Kultur : Warte nur ein Veilchen

Pflicht und Kür: Das Kirov-Ballett erobert Berlin

Ulrich Amling

Neun Vorstellungen auf Berlins größter Opernbühne und nur noch wenige Restkarten an der Kasse – dem Kirov-Ballett eilt noch immer ein legendärer Ruf voraus. Mit den romantischen Ballettkreationen „Dornröschen“ , „Nussknacker“ und „Schwanensee“ begründete Marius Petipa einst den Ruhm der Tanzcompagnie am St. Petersburger Mariinsky-Theater. Eine goldene Ära, die heute gerne von Tourneetruppen wie dem St. Petersburger Staatsballett in klingende Münze verwandelt wird. Das echte Kirov-Ensemble zählt 210 Tänzer und kann so an mindestens zwei Orten zeitgleich die Juwelen seines Repertoires vorzeigen (zum Vergleich: Deutschlands größte Tanzcompagnie, das Staatsballett Berlin, zählt 88 Tänzer). Dieser Reichtum, permanent gespeist durch die Waganowa-Ballettakademie, konnte auch immer wieder die empfindlichen Lücken schließen, die der Absprung aufstrebender Stars in den Westen riss und reißt.

Dass das Kirov-Ballett nicht nur ein Drillplatz für möglichst lupenreine Schwanensee-Aufführungen ist, will Compagnie-Chef Machar Wasiew zum Auftakt des Gastspiels an der Deutschen Oper mit einem Gala-Abend zeigen. Choreografien von Nijinski, Fokine, Balanchine, Petipa und Harald Lander sollen die stilistische Virtuosität der Tänzer unter Beweis stellen – ein kniffliges Unterfangen, das vom durch eine starke russische Fraktion bereicherten Publikum auch Geduld verlangte.
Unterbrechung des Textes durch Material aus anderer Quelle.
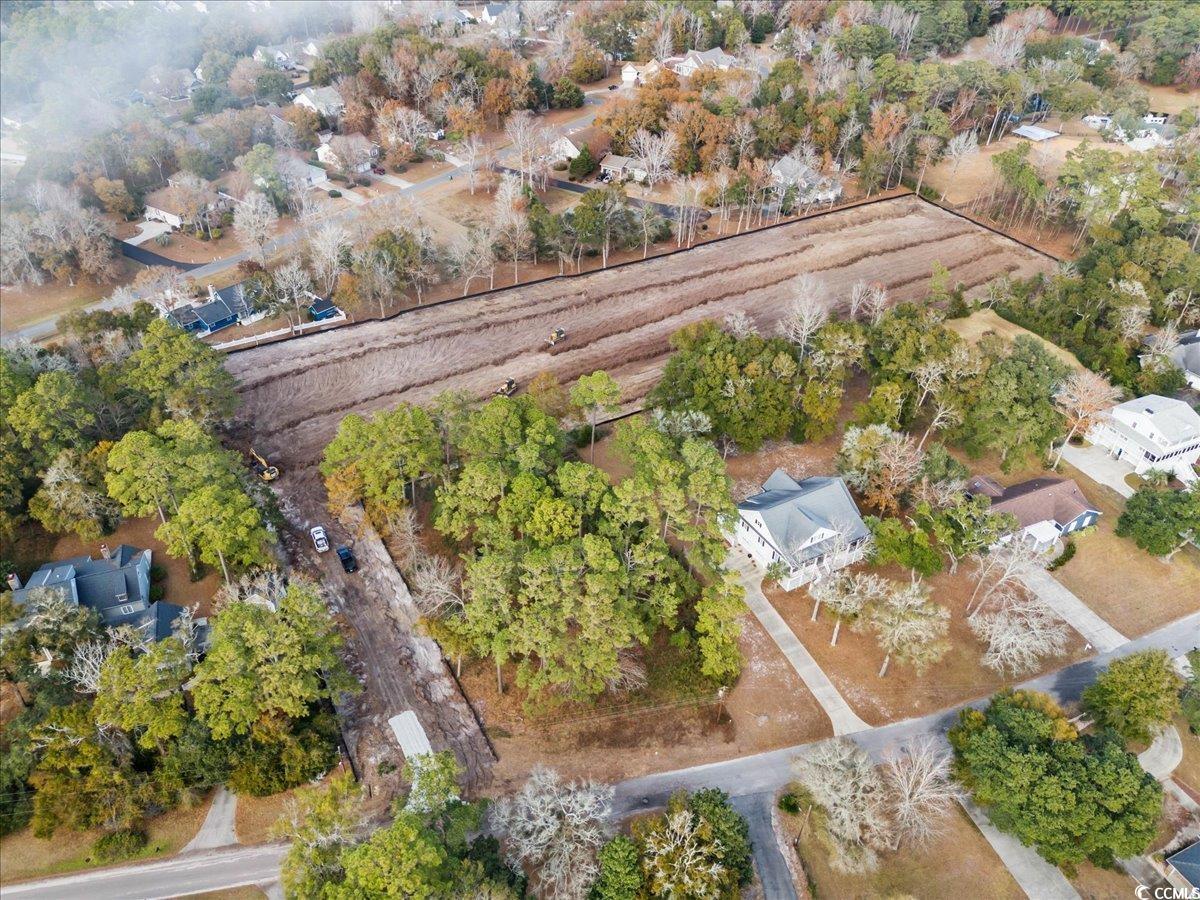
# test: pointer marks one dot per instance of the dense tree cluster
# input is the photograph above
(564, 571)
(1072, 797)
(120, 729)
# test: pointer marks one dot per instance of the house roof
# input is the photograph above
(1033, 132)
(613, 161)
(1039, 499)
(1187, 354)
(597, 141)
(1187, 863)
(1174, 419)
(165, 199)
(323, 99)
(793, 511)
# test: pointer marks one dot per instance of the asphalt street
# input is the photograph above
(756, 778)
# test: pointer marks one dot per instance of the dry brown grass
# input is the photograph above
(958, 864)
(27, 306)
(1187, 774)
(1127, 587)
(28, 857)
(903, 693)
(983, 322)
(257, 815)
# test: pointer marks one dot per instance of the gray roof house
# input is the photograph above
(813, 527)
(117, 586)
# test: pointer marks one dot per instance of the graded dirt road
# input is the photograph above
(297, 391)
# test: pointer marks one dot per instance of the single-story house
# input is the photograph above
(1152, 432)
(568, 147)
(363, 149)
(1187, 357)
(631, 73)
(226, 307)
(281, 55)
(695, 60)
(813, 527)
(623, 167)
(1044, 508)
(492, 12)
(323, 101)
(117, 586)
(322, 309)
(1183, 869)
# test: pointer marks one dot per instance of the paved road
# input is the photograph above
(220, 825)
(148, 257)
(42, 330)
(844, 719)
(768, 858)
(1074, 611)
(178, 876)
(759, 774)
(1097, 465)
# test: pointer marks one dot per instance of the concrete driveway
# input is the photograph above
(148, 232)
(1097, 465)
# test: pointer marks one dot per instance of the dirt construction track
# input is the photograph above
(297, 391)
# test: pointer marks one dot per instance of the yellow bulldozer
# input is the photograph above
(262, 467)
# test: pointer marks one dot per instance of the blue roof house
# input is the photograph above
(117, 586)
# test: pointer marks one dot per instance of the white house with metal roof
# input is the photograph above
(813, 527)
(1152, 432)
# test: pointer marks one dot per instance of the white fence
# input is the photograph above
(253, 340)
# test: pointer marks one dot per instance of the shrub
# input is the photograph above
(1060, 561)
(119, 845)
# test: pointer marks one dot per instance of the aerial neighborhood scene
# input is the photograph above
(600, 449)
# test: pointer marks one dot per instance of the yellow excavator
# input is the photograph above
(263, 468)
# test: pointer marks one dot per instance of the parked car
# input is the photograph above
(319, 539)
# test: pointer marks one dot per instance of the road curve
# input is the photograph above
(759, 774)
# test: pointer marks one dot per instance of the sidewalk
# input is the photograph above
(1077, 613)
(845, 720)
(1037, 877)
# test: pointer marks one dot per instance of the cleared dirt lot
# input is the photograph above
(295, 393)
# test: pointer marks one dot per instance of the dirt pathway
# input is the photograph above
(619, 319)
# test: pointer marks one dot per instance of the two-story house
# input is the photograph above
(117, 586)
(1152, 432)
(813, 527)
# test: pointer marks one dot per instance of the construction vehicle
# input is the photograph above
(263, 468)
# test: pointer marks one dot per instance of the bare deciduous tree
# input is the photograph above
(921, 793)
(253, 220)
(807, 313)
(1083, 399)
(1020, 631)
(910, 627)
(557, 827)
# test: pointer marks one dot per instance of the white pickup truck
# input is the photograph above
(319, 539)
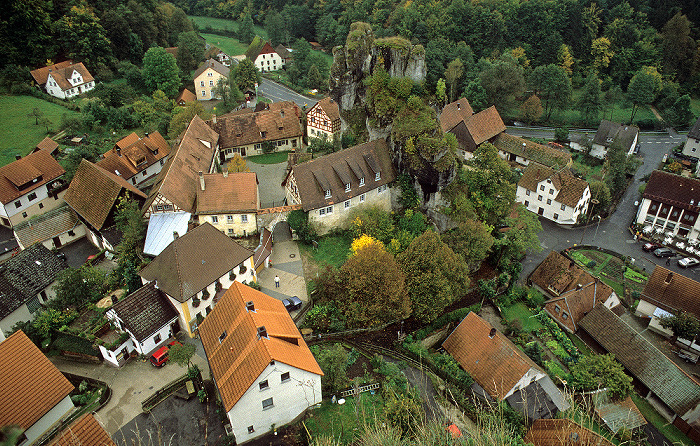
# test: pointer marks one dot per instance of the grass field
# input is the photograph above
(18, 133)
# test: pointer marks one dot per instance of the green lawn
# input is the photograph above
(670, 431)
(18, 133)
(520, 311)
(340, 422)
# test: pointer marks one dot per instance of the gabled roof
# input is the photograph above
(30, 386)
(672, 292)
(569, 188)
(85, 431)
(236, 354)
(214, 65)
(609, 132)
(30, 172)
(40, 75)
(145, 311)
(46, 226)
(676, 190)
(178, 179)
(329, 107)
(314, 177)
(642, 359)
(132, 155)
(25, 275)
(93, 192)
(241, 129)
(234, 192)
(494, 362)
(548, 156)
(194, 261)
(563, 432)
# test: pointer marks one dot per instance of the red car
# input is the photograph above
(160, 356)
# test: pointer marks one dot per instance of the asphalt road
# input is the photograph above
(611, 233)
(277, 92)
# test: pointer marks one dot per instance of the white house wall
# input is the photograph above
(290, 399)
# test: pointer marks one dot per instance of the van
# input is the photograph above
(160, 357)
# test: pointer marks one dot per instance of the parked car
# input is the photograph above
(292, 303)
(160, 357)
(663, 252)
(688, 262)
(650, 246)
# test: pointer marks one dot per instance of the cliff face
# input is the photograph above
(414, 134)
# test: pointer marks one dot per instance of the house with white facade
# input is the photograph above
(206, 78)
(149, 318)
(265, 374)
(554, 194)
(323, 119)
(501, 371)
(27, 282)
(330, 186)
(30, 186)
(34, 394)
(670, 205)
(65, 80)
(195, 269)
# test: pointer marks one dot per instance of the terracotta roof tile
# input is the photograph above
(30, 385)
(238, 192)
(495, 363)
(239, 359)
(642, 359)
(177, 181)
(563, 432)
(83, 432)
(194, 261)
(314, 177)
(673, 189)
(39, 166)
(672, 292)
(93, 192)
(569, 188)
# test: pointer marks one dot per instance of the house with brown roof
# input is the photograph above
(54, 229)
(64, 80)
(574, 291)
(34, 394)
(501, 371)
(27, 282)
(265, 374)
(150, 319)
(274, 127)
(666, 294)
(554, 194)
(195, 269)
(136, 159)
(674, 393)
(86, 430)
(229, 201)
(671, 203)
(563, 432)
(94, 194)
(206, 78)
(30, 186)
(323, 119)
(330, 186)
(610, 133)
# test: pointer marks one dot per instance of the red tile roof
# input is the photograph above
(39, 166)
(238, 360)
(30, 386)
(494, 362)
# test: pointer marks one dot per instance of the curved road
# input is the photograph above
(611, 233)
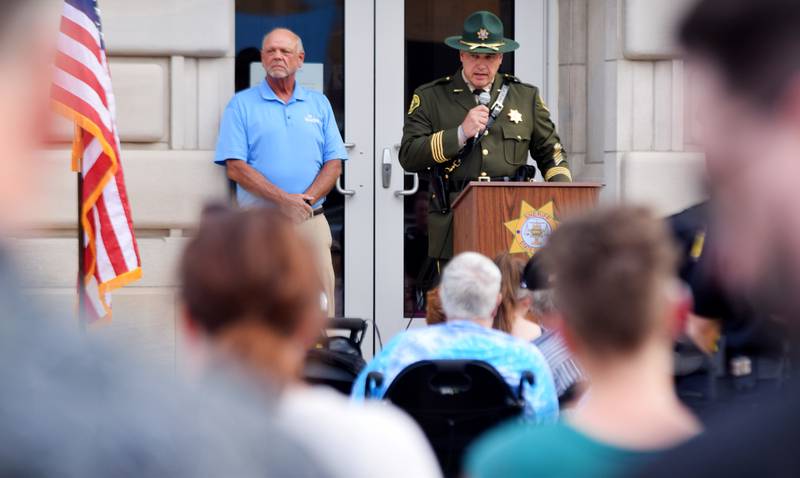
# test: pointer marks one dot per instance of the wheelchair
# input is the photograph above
(454, 402)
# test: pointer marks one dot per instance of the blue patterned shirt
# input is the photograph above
(463, 340)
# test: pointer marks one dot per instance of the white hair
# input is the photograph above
(470, 286)
(295, 35)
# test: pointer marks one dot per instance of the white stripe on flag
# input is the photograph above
(104, 268)
(84, 92)
(78, 52)
(119, 222)
(91, 154)
(93, 298)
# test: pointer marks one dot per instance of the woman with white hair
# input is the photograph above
(470, 296)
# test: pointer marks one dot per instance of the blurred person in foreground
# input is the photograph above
(71, 406)
(569, 378)
(745, 343)
(514, 314)
(470, 296)
(259, 309)
(616, 289)
(744, 58)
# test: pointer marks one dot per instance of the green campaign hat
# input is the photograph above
(483, 33)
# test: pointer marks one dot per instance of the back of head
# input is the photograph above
(248, 266)
(511, 268)
(753, 43)
(612, 272)
(470, 287)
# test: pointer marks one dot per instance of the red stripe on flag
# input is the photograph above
(79, 70)
(123, 196)
(115, 254)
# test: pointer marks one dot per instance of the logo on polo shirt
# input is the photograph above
(312, 119)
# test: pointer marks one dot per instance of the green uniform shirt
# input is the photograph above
(553, 451)
(430, 138)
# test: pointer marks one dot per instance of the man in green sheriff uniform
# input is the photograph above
(445, 116)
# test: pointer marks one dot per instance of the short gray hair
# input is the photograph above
(295, 35)
(470, 286)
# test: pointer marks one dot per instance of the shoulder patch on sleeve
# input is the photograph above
(540, 103)
(415, 102)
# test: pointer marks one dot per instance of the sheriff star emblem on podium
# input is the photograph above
(532, 228)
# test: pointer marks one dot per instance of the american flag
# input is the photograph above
(82, 92)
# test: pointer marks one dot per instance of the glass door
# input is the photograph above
(368, 56)
(409, 52)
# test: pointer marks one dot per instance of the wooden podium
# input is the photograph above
(490, 217)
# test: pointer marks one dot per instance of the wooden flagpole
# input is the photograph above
(81, 261)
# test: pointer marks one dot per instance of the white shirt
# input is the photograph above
(351, 439)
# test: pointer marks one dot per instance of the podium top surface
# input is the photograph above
(520, 184)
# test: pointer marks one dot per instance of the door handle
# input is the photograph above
(386, 168)
(342, 190)
(339, 188)
(414, 187)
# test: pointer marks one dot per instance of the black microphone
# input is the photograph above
(484, 98)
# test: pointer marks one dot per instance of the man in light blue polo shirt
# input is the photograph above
(280, 144)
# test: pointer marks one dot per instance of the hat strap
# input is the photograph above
(491, 46)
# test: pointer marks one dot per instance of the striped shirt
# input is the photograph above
(566, 372)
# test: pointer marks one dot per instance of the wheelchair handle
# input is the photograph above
(374, 379)
(526, 377)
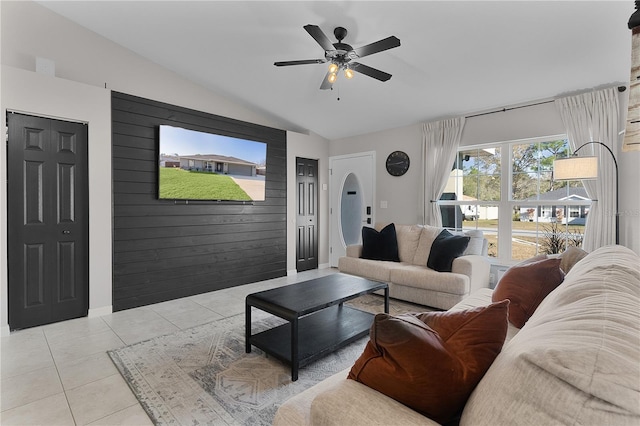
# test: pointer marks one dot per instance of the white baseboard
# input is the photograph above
(98, 312)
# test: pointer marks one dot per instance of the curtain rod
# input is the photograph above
(620, 89)
(508, 109)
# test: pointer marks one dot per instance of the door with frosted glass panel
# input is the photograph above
(352, 184)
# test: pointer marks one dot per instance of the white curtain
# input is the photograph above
(440, 142)
(590, 117)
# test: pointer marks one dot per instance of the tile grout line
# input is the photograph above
(64, 391)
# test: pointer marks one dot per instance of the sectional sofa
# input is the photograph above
(575, 361)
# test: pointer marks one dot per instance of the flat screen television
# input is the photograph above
(195, 165)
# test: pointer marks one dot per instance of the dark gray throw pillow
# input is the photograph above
(444, 249)
(381, 245)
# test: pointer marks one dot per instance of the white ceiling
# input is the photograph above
(456, 58)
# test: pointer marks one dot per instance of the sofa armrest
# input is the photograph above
(476, 267)
(354, 250)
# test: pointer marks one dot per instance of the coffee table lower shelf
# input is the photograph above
(319, 333)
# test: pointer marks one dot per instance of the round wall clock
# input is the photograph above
(397, 163)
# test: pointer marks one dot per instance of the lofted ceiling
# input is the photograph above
(456, 58)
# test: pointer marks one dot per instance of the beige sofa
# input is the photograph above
(411, 279)
(576, 361)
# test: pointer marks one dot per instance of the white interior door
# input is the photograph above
(351, 193)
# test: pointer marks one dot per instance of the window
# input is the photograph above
(507, 190)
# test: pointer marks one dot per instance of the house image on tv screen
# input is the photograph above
(218, 164)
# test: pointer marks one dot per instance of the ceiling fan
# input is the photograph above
(341, 55)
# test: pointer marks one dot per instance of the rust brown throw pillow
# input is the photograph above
(432, 361)
(526, 285)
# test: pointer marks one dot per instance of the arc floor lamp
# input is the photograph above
(574, 168)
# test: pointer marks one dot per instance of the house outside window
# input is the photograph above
(507, 190)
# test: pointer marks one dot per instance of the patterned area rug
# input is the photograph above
(202, 375)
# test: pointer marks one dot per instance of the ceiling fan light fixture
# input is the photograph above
(348, 73)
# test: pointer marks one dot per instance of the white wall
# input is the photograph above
(522, 123)
(84, 62)
(314, 147)
(399, 192)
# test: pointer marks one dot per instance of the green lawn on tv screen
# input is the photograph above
(191, 185)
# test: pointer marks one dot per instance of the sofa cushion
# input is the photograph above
(432, 361)
(377, 270)
(408, 237)
(428, 234)
(476, 241)
(570, 257)
(577, 360)
(444, 249)
(382, 245)
(526, 285)
(427, 279)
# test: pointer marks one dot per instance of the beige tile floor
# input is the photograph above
(60, 374)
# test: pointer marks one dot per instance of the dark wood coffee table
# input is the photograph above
(318, 322)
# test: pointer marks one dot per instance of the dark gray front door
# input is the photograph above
(307, 215)
(47, 215)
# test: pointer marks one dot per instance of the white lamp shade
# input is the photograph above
(574, 168)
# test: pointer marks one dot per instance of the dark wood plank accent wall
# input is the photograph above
(166, 249)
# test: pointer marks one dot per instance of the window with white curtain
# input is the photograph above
(507, 190)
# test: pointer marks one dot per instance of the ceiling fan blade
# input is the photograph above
(315, 32)
(371, 72)
(378, 46)
(302, 62)
(325, 83)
Gefeierte Pas de deux, gerahmt von zwei kompletten Balletten, schufen eine kipplige Dramaturgie zwischen einem Schub Museumsstauballergie und Schwaden beißender Zirkusluft. Und beides verdienen die fulminanten Tänzer nicht.

Die Rekonstruktion von Nijinskis „Sacre du printemps“-Choreografie, uraufgeführt 1913 in Paris, ist ein herber und doch erhellender Gala-Auftakt. Dem Corps de Ballet sind die verdrehten, angewinkelten, stark auf Strawinskys Musik gelegten Bewegungsmuster anscheinend nicht immer schlüssig.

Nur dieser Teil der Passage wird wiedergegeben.